As I say, I did not experience that evening but on our return from Bahji, I did sit at the dining table for two more nights, and watched Charles Dunning tell the Guardian virtually how to run the Faith, and the Guardian loved him so much, and encouraged him. Charles was a Yorkshireman, with that delightful brogue, elderly – he must have been in his early seventies – but full of spirit. He had joined the Faith in Manchester in 1948, recognising instantly the truth of the Revelation of Bahá'u'lláh, and within a fortnight of declaring had offered to pioneer to Belfast, in Ireland, one of the most difficult goals of the teaching plan of the time. Here, in an atmosphere of "terrifying bitterness" as he later described it, he learned what it needs to be a pioneer, and with the launch of the Ten Year Crusade in 1953, he offered himself for another most difficult goal of Orkney, the island group north of Scotland, and settled in Kirkwall. Here again he met with deep-seated prejudice and direct opposition, but he persevered – with the qualities he had, of tenacity, devotion and sacrifice – and laid the foundation for the Faith to be established in those remote islands. He was, indeed, a true Knight of Bahá'u'lláh, and it was these qualities which the Guardian could see in him, as well as the service he had rendered the Cause, that endeared him so much. So, again, that was another side of the Guardian that was revealed during my pilgrimage: he valued humour – he had a great sense of humour himself – and highly valued the down- to-earth qualities that Charles possessed.
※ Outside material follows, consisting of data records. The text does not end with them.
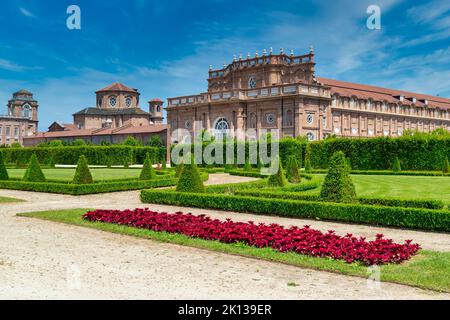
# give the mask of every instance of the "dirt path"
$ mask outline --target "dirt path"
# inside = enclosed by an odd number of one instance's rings
[[[216,176],[221,183],[225,176]],[[235,177],[233,177],[235,179]],[[84,299],[450,299],[402,285],[368,286],[357,277],[307,270],[97,230],[15,216],[62,208],[179,208],[143,205],[138,192],[72,197],[0,190],[27,200],[0,205],[0,298]],[[412,238],[448,251],[449,235],[186,209],[234,220],[311,224]],[[339,228],[341,229],[339,229]],[[359,232],[361,231],[361,232]],[[438,241],[439,239],[439,241]],[[439,244],[438,244],[439,242]],[[444,243],[444,244],[442,244]]]

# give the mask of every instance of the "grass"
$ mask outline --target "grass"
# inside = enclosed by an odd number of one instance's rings
[[[275,261],[298,267],[335,272],[363,278],[367,278],[369,276],[369,269],[356,263],[348,264],[340,260],[310,257],[296,253],[282,253],[271,248],[255,248],[242,243],[226,244],[218,241],[191,238],[180,234],[155,232],[117,224],[89,222],[81,218],[87,210],[88,209],[43,211],[22,213],[19,214],[19,216],[34,217],[139,238],[152,239],[160,242],[174,243],[233,255]],[[450,292],[449,274],[449,252],[421,250],[418,255],[403,264],[380,266],[382,281],[405,284],[440,292]]]
[[[91,168],[92,177],[94,180],[114,180],[122,178],[139,178],[140,169],[125,169],[125,168]],[[11,178],[23,178],[26,169],[8,169],[8,174]],[[75,174],[75,168],[55,168],[42,169],[44,175],[50,180],[71,181]]]
[[[0,203],[11,203],[11,202],[22,202],[24,200],[10,198],[10,197],[0,197]]]

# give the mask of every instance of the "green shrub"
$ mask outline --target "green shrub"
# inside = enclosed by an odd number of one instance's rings
[[[330,161],[330,169],[320,191],[324,201],[354,202],[355,186],[350,177],[350,168],[343,152],[336,152]]]
[[[152,160],[150,159],[150,154],[147,153],[147,157],[144,161],[144,166],[142,167],[140,180],[151,180],[156,178],[155,169],[153,169]]]
[[[75,184],[88,184],[93,183],[91,171],[85,156],[80,156],[78,159],[77,169],[75,170],[75,175],[73,177],[73,183]]]
[[[0,180],[8,180],[8,170],[6,170],[3,154],[0,152]]]
[[[450,231],[450,212],[416,208],[142,190],[141,201],[185,207]]]
[[[279,157],[275,160],[275,163],[276,162],[278,162],[278,170],[275,174],[269,176],[267,185],[269,187],[284,187],[287,184],[287,181],[284,175],[283,165],[281,164]]]
[[[449,173],[450,172],[450,164],[448,163],[448,158],[444,159],[444,165],[442,166],[442,172],[443,173]]]
[[[205,186],[200,177],[194,157],[191,158],[190,163],[185,163],[181,171],[180,179],[177,184],[177,191],[179,192],[205,192]]]
[[[394,158],[394,162],[392,164],[392,171],[394,171],[394,172],[402,171],[402,167],[400,165],[400,160],[398,159],[398,157]]]
[[[35,154],[31,156],[30,163],[28,164],[27,171],[25,171],[23,180],[30,182],[45,182],[44,173],[41,170],[41,166],[39,165]]]
[[[289,182],[291,183],[298,183],[300,182],[300,175],[298,172],[298,162],[295,159],[294,156],[290,156],[287,161],[287,167],[286,167],[286,177]]]

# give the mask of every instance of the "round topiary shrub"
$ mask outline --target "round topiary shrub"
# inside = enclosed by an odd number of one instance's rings
[[[31,156],[30,163],[28,164],[27,171],[25,171],[23,180],[30,182],[45,182],[44,173],[42,172],[37,156],[34,153]]]
[[[269,176],[269,179],[267,180],[267,185],[270,188],[284,187],[286,186],[287,181],[284,175],[284,170],[280,158],[278,157],[275,160],[275,162],[278,162],[278,170],[275,174]]]
[[[350,177],[350,167],[342,151],[333,154],[330,169],[322,185],[320,197],[324,201],[355,202],[356,192]]]
[[[398,157],[394,158],[394,162],[392,163],[392,171],[394,172],[402,171],[402,167],[400,165],[400,160],[398,159]]]
[[[205,186],[200,177],[197,165],[194,158],[191,158],[190,163],[183,165],[183,171],[181,171],[180,179],[178,179],[177,191],[179,192],[205,192]]]
[[[139,176],[140,180],[152,180],[155,179],[156,173],[153,169],[152,159],[150,158],[150,154],[147,152],[144,160],[144,166],[142,167],[141,175]]]
[[[75,171],[75,175],[73,177],[73,183],[88,184],[93,182],[94,180],[92,179],[86,157],[82,155],[78,158],[77,170]]]
[[[298,162],[294,156],[289,156],[286,166],[286,177],[291,183],[300,182],[300,174],[298,173]]]
[[[3,152],[0,152],[0,180],[8,180],[8,170],[6,170],[5,162],[3,161]]]

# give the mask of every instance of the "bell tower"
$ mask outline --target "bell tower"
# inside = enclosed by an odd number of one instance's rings
[[[162,113],[164,102],[161,99],[155,98],[150,100],[148,104],[149,104],[150,120],[154,124],[162,124],[162,121],[164,119]]]

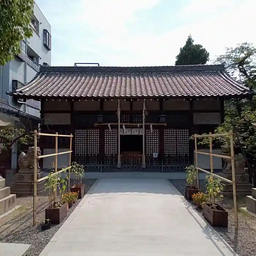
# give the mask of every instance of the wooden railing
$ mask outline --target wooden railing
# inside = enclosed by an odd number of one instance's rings
[[[121,167],[117,167],[117,155],[104,156],[78,156],[75,161],[83,165],[90,172],[118,171],[159,172],[170,172],[184,170],[189,165],[188,156],[165,156],[162,158],[154,158],[153,156],[146,157],[146,167],[142,168],[142,155],[140,154],[121,155]]]

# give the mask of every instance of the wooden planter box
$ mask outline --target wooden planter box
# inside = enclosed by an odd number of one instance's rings
[[[82,184],[81,187],[77,187],[77,185],[74,185],[70,188],[71,192],[76,192],[78,194],[78,199],[81,199],[85,193],[84,189],[85,185]]]
[[[192,200],[192,196],[194,194],[196,194],[197,193],[200,192],[200,191],[198,188],[195,186],[191,186],[191,189],[188,188],[188,185],[185,186],[185,198],[190,201]]]
[[[46,209],[45,219],[49,219],[52,224],[60,224],[67,216],[67,207],[68,203],[65,202],[59,208]]]
[[[213,227],[227,227],[227,212],[220,205],[216,204],[217,211],[210,207],[210,204],[206,203],[203,207],[204,218]]]

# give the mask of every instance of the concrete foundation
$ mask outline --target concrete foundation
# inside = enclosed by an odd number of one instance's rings
[[[40,169],[37,171],[37,179],[43,176],[43,173]],[[34,170],[31,169],[21,169],[14,176],[14,182],[11,186],[12,193],[17,196],[24,196],[34,194]],[[42,192],[44,189],[45,181],[39,182],[37,185],[37,193]]]
[[[246,197],[246,207],[248,212],[256,214],[256,188],[252,189],[252,195]]]

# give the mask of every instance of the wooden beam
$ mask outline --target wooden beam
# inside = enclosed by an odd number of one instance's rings
[[[43,133],[37,132],[35,135],[39,136],[52,136],[53,137],[73,137],[72,135],[64,135],[63,134],[51,134],[50,133]]]
[[[54,155],[63,155],[64,154],[68,154],[69,153],[71,153],[72,151],[65,151],[64,152],[59,152],[59,153],[53,153],[53,154],[50,154],[48,155],[39,155],[38,156],[35,157],[35,159],[39,159],[39,158],[43,158],[44,157],[53,157]]]
[[[195,151],[195,153],[197,154],[201,154],[202,155],[207,155],[212,156],[212,157],[221,157],[222,158],[227,158],[227,159],[233,159],[233,157],[229,157],[228,155],[218,155],[215,154],[211,153],[207,153],[207,152],[202,152],[202,151]]]

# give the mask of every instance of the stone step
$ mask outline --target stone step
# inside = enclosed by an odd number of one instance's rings
[[[256,198],[256,188],[253,188],[252,189],[252,196],[253,197]]]
[[[246,207],[247,210],[256,213],[256,198],[254,198],[252,196],[246,197]]]
[[[16,195],[10,195],[0,200],[0,215],[10,211],[16,206]]]
[[[5,187],[0,188],[0,199],[6,197],[10,195],[10,187]]]
[[[38,182],[37,185],[37,191],[40,191],[44,189],[45,181]],[[16,182],[12,185],[11,190],[14,193],[20,192],[32,192],[34,191],[34,184],[32,183]]]
[[[232,174],[221,173],[218,175],[229,180],[232,180]],[[236,183],[240,184],[249,183],[249,176],[248,174],[236,174],[235,175],[235,178]],[[225,182],[223,182],[223,183]]]
[[[0,188],[3,188],[5,186],[5,180],[0,176]]]
[[[42,178],[43,174],[42,172],[37,173],[37,180]],[[34,173],[16,173],[14,176],[14,180],[15,182],[33,182],[34,181]]]
[[[233,197],[233,192],[222,192],[222,195],[225,197],[229,197],[230,198]],[[245,191],[244,192],[237,192],[237,196],[238,197],[243,197],[246,196],[251,196],[251,193],[250,191]]]

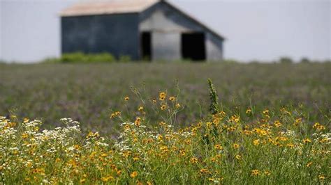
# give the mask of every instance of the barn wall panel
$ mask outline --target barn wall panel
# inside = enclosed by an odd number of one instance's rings
[[[138,26],[138,15],[135,13],[62,17],[62,53],[109,52],[137,60]]]

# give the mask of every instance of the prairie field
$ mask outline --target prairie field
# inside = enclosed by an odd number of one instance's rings
[[[130,112],[141,98],[160,91],[178,96],[184,108],[182,124],[208,113],[207,79],[210,78],[225,108],[299,106],[318,120],[330,115],[331,63],[113,63],[0,65],[0,113],[42,120],[50,127],[62,118],[84,124],[84,129],[112,133],[111,111]],[[148,111],[148,110],[147,110]],[[151,118],[152,121],[157,121]]]
[[[0,64],[0,183],[330,184],[330,72]]]

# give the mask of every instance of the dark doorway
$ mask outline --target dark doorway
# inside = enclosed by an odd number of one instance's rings
[[[150,32],[142,32],[140,35],[141,59],[152,60],[152,38]]]
[[[182,34],[182,56],[184,59],[192,61],[206,60],[203,33]]]

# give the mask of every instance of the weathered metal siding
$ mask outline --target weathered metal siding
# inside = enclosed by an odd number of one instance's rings
[[[223,40],[163,2],[140,15],[140,31],[150,31],[153,60],[180,59],[182,33],[203,32],[207,60],[221,60]]]
[[[62,53],[108,52],[139,59],[136,13],[61,17]]]
[[[213,34],[207,33],[206,43],[207,59],[209,61],[219,61],[223,59],[223,42]]]

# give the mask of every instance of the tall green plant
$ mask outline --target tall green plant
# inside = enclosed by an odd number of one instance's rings
[[[217,92],[216,92],[215,88],[212,84],[212,80],[208,79],[208,86],[209,88],[209,98],[210,98],[210,105],[209,105],[209,113],[211,114],[216,114],[219,112],[219,97]]]

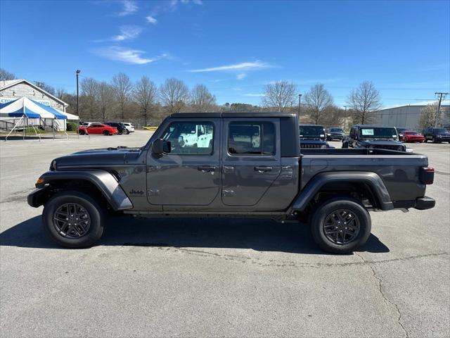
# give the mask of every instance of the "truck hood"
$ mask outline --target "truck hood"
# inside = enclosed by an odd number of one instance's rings
[[[101,165],[124,164],[137,158],[141,154],[141,148],[105,148],[85,150],[55,158],[58,168],[61,167],[89,167]]]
Some years later in England I heard another story about Charles' pilgrimage – or, rather, I was asked to confirm whether it had happened at all, and the story was that the Guardian had commented that some certain task may be too difficult for the British Bahá'ís, and Charles had instantly responded: "Bunkum (that's rubbish), Guardian, bunkum. They will do whatever you ask of them." I could not confirm it, as it did not happen while I was with him, but I assured the person that it was well in keeping with what I had heard from Charles, and I could see him saying just that.
Speaking of the Guardian's sense of humour, it was very subtle and one incidence I remember was when he was speaking of the goals that had been opened and how some of the pioneers had been forced to leave their pioneering posts after a very short period, and he commented that this was a case of a goal "regaining its virginity – something that was not usually possible, it could only happen in the Faith" – and he said it so quickly and moved on, that it seemed to have gone past the others at the table, though I could see a glimmer of a smile on his face as he said it – and later that evening it came up in discussion, as others had caught it and felt the same way, and Rúhíyyih Khánum assured us that it was typical of his humour.